We wouldn't question whether direct reclaim cycles should be charged
to the cgroup. I'm not quite sure why proactive reclaim is different -
it's the same work done earlier.

> I would have to start with a fixed headroom for a job, have to monitor
> the resource usage of the proactive reclaim for it and dynamically
> adjust the headroom to not steal the CPU from the job (I am assuming
> there is no isolation between job and proactive reclaim).
> 
> This seems very hard to use as compared to setting aside a fixed
> amount of CPU for proactive reclaim system wide. Please correct me if
> I am misunderstanding something.

I see your point, but I don't know how a fixed system-wide pool is
easier to configure if you don't know the constituent consumers. How
much would you set aside?

A shared resource outside the natural cgroup hierarchy also triggers
my priority inversion alarm bells.
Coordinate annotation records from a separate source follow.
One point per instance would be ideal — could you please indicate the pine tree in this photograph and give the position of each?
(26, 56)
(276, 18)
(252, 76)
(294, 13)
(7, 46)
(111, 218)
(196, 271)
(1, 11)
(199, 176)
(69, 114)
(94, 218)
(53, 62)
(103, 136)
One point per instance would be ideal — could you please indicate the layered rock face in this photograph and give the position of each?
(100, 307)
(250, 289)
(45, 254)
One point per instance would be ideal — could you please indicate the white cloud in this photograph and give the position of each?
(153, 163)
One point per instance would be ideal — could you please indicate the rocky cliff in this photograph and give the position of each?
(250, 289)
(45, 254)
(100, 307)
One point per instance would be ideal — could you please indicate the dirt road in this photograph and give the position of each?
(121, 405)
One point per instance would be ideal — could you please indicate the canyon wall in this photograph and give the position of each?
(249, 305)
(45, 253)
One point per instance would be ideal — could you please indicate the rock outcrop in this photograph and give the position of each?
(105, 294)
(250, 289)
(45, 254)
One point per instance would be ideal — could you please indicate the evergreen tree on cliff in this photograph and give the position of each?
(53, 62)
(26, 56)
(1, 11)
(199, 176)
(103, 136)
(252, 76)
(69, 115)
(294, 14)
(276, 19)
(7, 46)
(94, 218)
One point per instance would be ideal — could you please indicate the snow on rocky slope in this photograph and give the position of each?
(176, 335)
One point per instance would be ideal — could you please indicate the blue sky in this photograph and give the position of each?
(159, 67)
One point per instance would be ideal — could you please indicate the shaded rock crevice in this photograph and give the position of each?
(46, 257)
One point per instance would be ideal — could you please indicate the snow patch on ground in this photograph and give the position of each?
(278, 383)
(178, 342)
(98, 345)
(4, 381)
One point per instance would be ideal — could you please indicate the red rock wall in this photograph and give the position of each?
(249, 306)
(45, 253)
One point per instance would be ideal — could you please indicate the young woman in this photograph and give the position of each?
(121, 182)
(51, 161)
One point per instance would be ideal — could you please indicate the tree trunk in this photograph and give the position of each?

How do you prevent a lower priority
job from consuming a disproportionate share of this pool? And as a
result cause the reclaim in higher priority groups to slow down, which
causes their memory footprint to expand and their LRUs to go stale.

It also still leaves the question around IO budget. Even if you manage
to not eat into the CPU budget of the job, you'd still eat into the IO
budget of the job, and that's harder to separate out.